In 1999, accumulating questions on the variety of ways Protestant churches “stand on the Bible” led me (and Margaret) to visit St. John Chrysostom Antiochian Orthodox Church. In the following year, these questions were put into the perspective of the Apostolic Tradition by Fr. Peter Pier, and we were received into the Church by Chrismation on Lazarus Saturday, 2000.
Finishing the Antiochian House of Studies’ St. Stephen’s Course in 2005, the opportunity to pursue the Masters of Arts in Practical Theology beckoned me; I felt that our years in the group home ministry and Orthodox theology intersected in a way that called for expression. And so with God’s help I wrote “St. John Chrysostom and the Socialization of Persons with Developmental Disability: Patristic Inspiration for Contemporary Application.”
To see, click on: THESIS
St. John Chrysostom was, as Fr. Georges Florovsky noted, “the Prophet of Charity,” a champion of the poor, of those who struggle in this world. All the fiery, golden words he preached on this theme have direct application to persons with disability. He emphasized in no uncertain terms that our attention to weak and struggling people is crucial to our life in Christ and our “good defense before [His] fearful judgment seat.”
The thesis draws out specific aspects of Church life in respect to persons with developmental disability- liturgical worship, family support, Christian education, and the incorporation of gifts. The words of John Boojrama and other leading lights of our Faith are weighed in light of this specific ministry imperative. The thesis brings out how “the liturgy after the Liturgy,” our continuing sense and practice of Church family life in the hours and days between services, will show the genuineness of our unity in Christ’s Body and Blood. The Lord Jesus indicated in St. Matthew 25:31-46 that how we respond to those who are different or in difficulty- persons with disability being the case in point- is a key to His final evaluation of us.
One of my recommendations in the thesis is that an Orthodox Christian website addressing these issues should be developed. Fr. Ted Pulcini, the first reader of the thesis, encouraged me to develop one. Beginning with a prayer, it took shape, and came to be: “Arms Open Wide: Orthodox Christian Disability Resources.” ( https://armsopenwide.wordpress.com )

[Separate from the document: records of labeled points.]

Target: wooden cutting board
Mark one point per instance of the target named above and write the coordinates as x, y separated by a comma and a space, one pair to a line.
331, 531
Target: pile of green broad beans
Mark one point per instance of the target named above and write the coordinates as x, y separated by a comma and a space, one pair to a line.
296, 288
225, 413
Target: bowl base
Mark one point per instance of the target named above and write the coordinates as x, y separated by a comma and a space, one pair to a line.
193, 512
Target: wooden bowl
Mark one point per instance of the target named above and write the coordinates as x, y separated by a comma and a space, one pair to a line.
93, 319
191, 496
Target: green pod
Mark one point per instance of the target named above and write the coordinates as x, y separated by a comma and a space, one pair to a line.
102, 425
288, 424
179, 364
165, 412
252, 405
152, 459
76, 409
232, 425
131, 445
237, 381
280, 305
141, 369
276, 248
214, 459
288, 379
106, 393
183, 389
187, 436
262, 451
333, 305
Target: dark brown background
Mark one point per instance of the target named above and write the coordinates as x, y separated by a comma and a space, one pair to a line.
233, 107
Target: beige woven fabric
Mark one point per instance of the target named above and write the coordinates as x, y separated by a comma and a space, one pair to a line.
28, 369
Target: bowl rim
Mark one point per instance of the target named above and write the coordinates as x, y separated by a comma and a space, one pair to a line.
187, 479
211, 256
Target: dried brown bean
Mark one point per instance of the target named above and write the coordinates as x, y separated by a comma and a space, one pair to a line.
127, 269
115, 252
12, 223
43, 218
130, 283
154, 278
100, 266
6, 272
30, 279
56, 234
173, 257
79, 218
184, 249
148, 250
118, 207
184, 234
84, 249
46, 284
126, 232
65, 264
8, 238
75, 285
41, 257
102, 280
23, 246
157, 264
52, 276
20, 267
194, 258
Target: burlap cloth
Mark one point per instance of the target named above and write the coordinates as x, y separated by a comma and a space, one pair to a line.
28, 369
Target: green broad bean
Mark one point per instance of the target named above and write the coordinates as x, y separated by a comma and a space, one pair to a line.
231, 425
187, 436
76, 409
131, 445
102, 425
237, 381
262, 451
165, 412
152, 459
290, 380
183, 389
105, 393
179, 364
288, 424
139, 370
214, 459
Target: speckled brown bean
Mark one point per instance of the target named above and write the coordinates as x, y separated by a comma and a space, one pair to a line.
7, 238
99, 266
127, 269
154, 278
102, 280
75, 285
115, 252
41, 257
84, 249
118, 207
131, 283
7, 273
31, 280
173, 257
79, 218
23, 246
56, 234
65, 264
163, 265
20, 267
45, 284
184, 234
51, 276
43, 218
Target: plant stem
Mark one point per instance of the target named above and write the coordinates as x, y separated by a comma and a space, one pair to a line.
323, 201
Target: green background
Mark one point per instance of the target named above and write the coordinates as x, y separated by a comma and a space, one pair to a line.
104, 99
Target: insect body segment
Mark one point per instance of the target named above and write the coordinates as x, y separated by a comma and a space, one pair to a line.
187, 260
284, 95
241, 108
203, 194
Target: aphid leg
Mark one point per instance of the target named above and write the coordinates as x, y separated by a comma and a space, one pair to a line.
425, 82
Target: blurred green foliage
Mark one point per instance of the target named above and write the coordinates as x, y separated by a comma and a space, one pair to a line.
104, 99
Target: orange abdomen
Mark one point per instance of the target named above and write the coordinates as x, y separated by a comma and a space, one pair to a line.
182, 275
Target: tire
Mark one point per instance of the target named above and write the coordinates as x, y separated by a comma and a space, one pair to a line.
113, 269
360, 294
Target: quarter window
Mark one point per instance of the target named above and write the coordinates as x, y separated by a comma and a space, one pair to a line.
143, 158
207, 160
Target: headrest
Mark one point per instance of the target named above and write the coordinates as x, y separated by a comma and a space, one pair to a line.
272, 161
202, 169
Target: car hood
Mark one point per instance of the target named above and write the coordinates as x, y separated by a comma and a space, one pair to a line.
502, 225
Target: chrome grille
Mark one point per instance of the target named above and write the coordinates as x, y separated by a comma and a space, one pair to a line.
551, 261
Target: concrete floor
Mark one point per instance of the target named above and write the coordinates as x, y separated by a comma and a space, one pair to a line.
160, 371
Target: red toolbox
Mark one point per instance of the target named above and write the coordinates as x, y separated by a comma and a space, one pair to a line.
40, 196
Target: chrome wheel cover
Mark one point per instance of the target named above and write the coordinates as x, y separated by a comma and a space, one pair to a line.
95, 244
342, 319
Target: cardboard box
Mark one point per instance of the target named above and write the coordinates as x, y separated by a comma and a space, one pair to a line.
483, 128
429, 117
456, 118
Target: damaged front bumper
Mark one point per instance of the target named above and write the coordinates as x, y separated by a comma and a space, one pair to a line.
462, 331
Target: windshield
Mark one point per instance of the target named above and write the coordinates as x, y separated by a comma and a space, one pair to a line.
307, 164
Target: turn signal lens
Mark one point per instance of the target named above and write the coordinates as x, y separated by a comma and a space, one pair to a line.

Christ stretched out His loving arms on the Cross for us; His arms are open wide for persons with disabilities and their families. Beyond the list of websites, ministries, and writings are the Inspiration and Posts pages. “Inspiration” consists of select verses from Holy Scripture and quotes from St. John Chrysostom; “Posts” are occasional, short writings, related to the subject for the most part. Comments are very welcome. May the Lord use this site to encourage many to press on toward reflecting the likeness of Christ, with arms open wide to persons with disabilities and to all.